Gli ultimi bollettini sui contagi e i decessi del nuovo coronavirus parlano chiaro: al 24 marzo la Germania conta quasi 24.500 casi mentre l’Italia più del doppio, 59.138. Al di là dell’abissale differenza del numero dei pazienti infetti, spicca il dato sui decessi: appena 94 in terra tedesca, addirittura 5.476 nel nostro Paese.

Calcolatrice alla mano, il tasso di letalità del Covid-19 a Berlino e dintorni si attesta intorno allo 0,38% mentre dalle nostre parti schizza al 9,26%, con picchi che sfondano il 12% in Lombardia. Tra le spiegazioni date, fino a pochi giorni fa, c’era quella della diversa demografia dei due Stati ma nel lungo andare questa ipotesi è evaporata come neve al sole visto il divario enorme di ogni valore epidemiologico.

Il motivo deve essere un altro. Ma quale? Nelle ultime ore è tornata a farsi strada la distorsione statistica. In poche parole la Germania farebbe molti più tamponi di noi e quindi non dovrebbe fare i conti con ingenti casi sommersi, gli stessi che farebbero invece crescere i numeri italiani. Anche qui, non ci sono controprove certe.

Numeri a confronto

Per care di capirci qualcosa in più è utile considerare un annuncio apparso sullo Stern lo scorso 19 marzo, in cui si spiega che “alla fine della scorsa settimana erano stati testati 167.009 campioni in 148 laboratori, di cui 6.540 positivi”. Come fa notare il quotidiano La Verità, il confronto con quanto accaduto nello stesso lasso di tempo in Italia è emblematico. Il 15 marzo la prevalenza di positivi al Covid-19 per 100mila abitanti ammontava a 7 in Germania e a 40,9 nel Belpaese.

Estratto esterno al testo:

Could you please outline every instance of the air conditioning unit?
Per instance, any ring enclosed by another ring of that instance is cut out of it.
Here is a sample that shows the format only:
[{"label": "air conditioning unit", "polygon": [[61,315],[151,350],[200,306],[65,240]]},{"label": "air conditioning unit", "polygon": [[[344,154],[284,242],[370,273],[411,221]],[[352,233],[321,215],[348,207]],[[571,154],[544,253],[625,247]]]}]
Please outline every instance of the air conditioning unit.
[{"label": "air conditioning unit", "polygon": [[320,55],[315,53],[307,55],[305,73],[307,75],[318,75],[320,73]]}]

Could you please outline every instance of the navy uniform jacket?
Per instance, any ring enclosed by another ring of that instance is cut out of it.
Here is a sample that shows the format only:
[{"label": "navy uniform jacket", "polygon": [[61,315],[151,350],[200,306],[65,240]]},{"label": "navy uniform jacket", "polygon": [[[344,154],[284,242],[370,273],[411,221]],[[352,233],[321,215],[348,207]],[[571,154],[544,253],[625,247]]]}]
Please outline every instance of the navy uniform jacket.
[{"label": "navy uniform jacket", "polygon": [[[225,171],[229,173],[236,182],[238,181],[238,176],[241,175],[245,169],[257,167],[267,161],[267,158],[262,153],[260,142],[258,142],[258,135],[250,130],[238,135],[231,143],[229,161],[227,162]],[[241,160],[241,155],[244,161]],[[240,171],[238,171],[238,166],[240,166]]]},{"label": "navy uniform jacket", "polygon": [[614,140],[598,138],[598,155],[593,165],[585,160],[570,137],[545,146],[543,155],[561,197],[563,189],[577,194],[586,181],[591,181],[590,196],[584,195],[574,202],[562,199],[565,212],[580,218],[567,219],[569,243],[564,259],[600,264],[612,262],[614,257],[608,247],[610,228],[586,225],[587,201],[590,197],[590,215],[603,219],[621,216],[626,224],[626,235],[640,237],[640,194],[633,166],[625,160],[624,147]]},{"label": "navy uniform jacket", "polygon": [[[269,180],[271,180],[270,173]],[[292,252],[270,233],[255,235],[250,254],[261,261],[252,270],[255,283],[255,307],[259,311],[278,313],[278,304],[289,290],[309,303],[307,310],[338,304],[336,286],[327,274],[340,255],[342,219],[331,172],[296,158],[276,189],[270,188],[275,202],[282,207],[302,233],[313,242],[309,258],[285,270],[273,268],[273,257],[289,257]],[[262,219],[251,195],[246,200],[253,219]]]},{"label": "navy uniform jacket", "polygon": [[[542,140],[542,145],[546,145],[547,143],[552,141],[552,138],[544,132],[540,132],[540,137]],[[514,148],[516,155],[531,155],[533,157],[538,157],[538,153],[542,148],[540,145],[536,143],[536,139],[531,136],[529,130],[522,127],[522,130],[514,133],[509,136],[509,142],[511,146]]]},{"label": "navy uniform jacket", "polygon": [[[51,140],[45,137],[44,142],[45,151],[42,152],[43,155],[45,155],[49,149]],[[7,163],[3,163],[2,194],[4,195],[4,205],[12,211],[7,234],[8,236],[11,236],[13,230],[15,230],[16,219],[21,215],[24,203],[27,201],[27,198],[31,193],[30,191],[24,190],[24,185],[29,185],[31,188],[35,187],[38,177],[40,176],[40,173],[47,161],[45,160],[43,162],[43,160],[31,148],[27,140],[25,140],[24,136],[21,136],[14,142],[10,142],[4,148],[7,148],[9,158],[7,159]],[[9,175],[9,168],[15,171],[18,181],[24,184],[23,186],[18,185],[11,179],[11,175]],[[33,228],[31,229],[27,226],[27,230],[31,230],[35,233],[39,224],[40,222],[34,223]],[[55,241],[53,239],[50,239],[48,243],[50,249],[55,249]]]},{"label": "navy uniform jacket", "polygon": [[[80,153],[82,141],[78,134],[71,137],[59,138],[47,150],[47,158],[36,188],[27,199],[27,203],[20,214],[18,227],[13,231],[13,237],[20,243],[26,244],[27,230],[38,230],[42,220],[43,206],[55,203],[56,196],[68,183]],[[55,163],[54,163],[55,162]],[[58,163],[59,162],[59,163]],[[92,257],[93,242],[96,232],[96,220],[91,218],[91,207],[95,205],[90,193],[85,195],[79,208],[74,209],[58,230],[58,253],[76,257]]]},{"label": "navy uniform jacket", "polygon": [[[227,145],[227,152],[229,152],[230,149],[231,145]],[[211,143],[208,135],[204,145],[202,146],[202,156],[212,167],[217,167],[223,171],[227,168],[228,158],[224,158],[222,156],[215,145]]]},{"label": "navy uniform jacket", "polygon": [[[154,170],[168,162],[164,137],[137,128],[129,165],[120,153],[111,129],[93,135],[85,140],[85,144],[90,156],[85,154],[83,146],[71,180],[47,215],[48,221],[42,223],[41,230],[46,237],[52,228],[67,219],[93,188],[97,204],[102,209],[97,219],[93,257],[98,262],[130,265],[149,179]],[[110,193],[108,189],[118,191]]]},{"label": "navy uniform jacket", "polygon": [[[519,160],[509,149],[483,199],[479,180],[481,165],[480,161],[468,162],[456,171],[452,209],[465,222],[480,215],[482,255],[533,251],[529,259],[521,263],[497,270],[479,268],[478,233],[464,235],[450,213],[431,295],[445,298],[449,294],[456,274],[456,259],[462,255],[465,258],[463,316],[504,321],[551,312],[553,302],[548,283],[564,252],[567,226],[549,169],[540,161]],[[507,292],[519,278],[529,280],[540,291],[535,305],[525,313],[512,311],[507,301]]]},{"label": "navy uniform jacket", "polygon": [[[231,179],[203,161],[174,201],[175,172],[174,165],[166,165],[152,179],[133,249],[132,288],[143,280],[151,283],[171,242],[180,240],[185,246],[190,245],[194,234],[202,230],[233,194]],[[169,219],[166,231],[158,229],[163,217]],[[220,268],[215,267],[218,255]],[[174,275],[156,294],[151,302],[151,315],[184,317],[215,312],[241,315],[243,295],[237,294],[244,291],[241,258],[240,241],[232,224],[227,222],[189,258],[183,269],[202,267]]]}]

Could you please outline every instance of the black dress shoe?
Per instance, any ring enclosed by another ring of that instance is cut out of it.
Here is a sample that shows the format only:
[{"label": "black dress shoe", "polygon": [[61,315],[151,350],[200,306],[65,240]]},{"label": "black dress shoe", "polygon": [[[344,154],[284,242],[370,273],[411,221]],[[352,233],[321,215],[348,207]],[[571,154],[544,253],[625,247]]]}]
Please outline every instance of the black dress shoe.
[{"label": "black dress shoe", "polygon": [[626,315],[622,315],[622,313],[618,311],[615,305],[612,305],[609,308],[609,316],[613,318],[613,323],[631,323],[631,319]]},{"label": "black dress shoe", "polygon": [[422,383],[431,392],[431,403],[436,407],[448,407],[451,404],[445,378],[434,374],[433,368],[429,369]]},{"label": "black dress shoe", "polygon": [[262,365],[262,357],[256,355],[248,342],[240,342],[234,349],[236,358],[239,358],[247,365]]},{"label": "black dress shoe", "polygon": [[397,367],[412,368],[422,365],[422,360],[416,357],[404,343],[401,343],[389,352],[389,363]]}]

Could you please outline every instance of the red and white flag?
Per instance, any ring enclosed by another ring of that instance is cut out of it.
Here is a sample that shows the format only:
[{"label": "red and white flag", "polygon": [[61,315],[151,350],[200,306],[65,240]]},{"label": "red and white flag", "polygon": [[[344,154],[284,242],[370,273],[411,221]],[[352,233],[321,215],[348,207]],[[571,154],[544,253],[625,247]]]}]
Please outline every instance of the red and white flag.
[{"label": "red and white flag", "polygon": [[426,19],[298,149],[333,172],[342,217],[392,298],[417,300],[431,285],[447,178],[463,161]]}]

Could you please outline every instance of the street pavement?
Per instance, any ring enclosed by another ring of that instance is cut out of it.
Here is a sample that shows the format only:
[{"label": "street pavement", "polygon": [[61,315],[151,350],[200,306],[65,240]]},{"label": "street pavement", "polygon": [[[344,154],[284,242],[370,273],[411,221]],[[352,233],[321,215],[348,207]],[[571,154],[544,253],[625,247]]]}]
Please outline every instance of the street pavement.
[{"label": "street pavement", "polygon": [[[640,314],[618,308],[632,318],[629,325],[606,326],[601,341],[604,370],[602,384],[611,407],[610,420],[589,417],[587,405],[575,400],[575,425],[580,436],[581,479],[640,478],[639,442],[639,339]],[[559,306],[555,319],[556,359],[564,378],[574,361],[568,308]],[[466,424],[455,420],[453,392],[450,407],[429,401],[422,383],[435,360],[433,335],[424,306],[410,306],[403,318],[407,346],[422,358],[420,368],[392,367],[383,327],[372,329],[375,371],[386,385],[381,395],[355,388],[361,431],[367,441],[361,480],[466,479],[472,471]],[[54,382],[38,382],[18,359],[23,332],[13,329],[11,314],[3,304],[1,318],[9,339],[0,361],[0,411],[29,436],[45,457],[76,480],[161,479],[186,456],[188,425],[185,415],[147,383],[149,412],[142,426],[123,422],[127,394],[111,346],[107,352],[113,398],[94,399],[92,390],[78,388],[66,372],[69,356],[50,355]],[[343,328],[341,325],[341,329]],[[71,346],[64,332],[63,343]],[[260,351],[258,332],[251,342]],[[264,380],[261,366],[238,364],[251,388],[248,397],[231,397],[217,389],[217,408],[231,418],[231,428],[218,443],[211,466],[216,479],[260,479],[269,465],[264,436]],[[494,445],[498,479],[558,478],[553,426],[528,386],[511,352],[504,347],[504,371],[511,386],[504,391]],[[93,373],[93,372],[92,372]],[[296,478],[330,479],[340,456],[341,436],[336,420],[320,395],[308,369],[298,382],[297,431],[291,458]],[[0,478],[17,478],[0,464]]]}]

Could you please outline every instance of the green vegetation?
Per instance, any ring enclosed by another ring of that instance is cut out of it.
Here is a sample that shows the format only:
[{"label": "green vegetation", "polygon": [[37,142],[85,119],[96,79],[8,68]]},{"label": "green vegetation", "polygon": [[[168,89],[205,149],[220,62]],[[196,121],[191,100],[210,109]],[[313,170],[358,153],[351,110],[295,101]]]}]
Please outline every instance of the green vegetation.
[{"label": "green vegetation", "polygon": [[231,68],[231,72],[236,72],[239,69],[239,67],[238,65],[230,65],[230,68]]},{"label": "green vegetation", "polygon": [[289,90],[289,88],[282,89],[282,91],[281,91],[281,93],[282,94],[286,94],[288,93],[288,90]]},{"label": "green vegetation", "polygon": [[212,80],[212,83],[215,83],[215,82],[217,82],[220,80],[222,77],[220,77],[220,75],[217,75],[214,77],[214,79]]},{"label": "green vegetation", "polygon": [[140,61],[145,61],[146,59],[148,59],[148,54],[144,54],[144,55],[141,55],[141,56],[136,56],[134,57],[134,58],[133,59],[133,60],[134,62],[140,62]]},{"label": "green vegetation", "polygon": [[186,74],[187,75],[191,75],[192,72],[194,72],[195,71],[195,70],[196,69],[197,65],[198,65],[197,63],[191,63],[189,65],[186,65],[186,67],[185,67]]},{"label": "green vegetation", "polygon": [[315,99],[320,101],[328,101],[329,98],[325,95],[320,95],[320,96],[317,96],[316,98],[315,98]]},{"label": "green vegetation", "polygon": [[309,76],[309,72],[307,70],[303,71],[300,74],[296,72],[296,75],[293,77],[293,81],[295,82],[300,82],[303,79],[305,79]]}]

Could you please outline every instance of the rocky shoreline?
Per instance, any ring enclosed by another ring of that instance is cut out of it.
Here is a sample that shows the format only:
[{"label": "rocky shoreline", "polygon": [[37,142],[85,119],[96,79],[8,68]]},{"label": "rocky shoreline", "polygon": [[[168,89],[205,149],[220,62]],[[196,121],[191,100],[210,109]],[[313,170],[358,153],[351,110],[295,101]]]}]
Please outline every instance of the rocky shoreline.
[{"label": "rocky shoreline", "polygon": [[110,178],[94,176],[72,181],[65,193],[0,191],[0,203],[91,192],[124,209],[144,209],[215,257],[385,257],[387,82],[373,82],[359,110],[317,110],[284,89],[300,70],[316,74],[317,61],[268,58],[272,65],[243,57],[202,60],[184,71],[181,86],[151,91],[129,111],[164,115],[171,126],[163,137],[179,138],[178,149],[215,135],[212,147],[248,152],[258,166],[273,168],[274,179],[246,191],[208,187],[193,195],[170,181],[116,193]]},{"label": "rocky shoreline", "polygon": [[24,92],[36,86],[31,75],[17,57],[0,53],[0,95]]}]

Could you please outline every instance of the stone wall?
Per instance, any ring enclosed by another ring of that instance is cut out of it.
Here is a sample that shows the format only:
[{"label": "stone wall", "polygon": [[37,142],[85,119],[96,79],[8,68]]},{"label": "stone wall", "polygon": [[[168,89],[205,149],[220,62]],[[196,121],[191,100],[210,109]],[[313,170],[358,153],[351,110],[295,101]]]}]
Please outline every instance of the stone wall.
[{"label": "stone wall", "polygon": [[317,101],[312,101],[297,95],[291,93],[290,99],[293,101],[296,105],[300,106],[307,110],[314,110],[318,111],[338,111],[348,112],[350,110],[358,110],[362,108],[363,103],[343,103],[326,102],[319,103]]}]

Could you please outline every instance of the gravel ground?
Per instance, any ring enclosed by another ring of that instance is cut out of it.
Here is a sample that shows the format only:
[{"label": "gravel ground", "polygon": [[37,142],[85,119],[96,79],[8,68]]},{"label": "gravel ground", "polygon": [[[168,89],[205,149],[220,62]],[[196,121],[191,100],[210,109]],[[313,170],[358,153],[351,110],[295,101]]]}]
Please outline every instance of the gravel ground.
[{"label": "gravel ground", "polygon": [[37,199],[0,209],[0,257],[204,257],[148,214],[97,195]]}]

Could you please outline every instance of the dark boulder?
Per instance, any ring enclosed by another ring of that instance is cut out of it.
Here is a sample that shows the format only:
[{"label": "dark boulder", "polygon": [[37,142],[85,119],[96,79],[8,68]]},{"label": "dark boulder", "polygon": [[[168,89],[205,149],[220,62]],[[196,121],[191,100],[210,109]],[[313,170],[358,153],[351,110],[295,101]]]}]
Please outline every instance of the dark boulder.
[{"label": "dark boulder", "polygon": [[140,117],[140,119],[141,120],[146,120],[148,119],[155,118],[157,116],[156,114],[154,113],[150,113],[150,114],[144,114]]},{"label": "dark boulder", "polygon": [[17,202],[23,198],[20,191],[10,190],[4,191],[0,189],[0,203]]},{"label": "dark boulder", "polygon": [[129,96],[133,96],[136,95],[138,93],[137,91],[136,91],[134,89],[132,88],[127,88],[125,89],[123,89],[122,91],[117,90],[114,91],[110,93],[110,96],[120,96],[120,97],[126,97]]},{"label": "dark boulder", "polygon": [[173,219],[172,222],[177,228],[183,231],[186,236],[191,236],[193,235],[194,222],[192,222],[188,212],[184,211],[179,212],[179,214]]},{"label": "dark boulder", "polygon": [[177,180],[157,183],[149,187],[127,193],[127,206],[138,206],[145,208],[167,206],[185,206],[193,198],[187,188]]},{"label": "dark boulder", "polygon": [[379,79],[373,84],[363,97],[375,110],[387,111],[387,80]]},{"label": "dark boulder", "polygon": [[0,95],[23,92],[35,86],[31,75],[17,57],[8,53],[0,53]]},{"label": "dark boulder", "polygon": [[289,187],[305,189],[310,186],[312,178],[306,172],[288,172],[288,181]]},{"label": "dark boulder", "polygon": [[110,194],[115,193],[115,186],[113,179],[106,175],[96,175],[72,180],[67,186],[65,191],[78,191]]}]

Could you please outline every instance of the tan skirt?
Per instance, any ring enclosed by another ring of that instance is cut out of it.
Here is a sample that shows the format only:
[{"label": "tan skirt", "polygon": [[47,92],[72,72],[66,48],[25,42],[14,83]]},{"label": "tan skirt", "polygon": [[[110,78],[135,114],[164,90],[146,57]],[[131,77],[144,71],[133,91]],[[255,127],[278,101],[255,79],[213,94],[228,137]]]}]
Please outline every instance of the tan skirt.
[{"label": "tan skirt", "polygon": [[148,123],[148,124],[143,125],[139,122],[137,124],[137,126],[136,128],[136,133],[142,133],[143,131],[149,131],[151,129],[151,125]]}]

Se le cifre del Dkg sono corrette, il numero di tamponi effettuati dal governo tedesco non è tanto più elevato del nostro. Le cifre parlano di 201,7 test ogni 100mila abitanti in Germania e 206,5 in Italia. Nello stesso giorno la letalità e la mortalità delle due nazioni era assai diversa: 0,22% degli infetti e 0,16 per milione di abitanti per quanto riguarda lo Stato tedesco e 7,3% e 29,9 milioni di abitanti per quanto riguarda il territorio italiano.

La distorsione potrà essere imputabile ai criteri diagnostici di morte? No, perché i tedeschi elencano tra i decessi sia i morti a causa del coronavirus sia quelli positivi la cui morte non può essere spiegata da altre condizioni.

Fasce di età: giovani e anziani

L’unica vera e grande differenza riguarda la distribuzione degli infetti nelle varie fasce di età. Il dato che ci interessa è contenuto nel rapporto del Robert Koch Institut. L’età mediana dei pazienti infetti da Covid-19 in Germania si aggira intorno ai 47 anni e, come se non bastasse, l’81,8% dei contagiati ha meno di 60 primavere.

E in Italia? L’Istituto superiore di sanità, in un report del 19 marzo intitolato “Epidemia Covid-19”, sottolinea come gli ultrasessantenni positivi siano il 56,3% della popolazione. Riassumendo quanto fin qui sostenuto, in Germania ci sarebbero meno decessi proprio perché il virus circolerebbe tra i più giovani mentre in Italia avrebbe colpito fin da subito la parte di popolazione più anziana, la stessa che è meno resistente al morbo. Da qui potrebbe essersi provocato un effetto a cascata: più anziani infetti in ospedale, maggiore rischio che gli istituti si trasformino in focolai e contagio assicurato per tutti.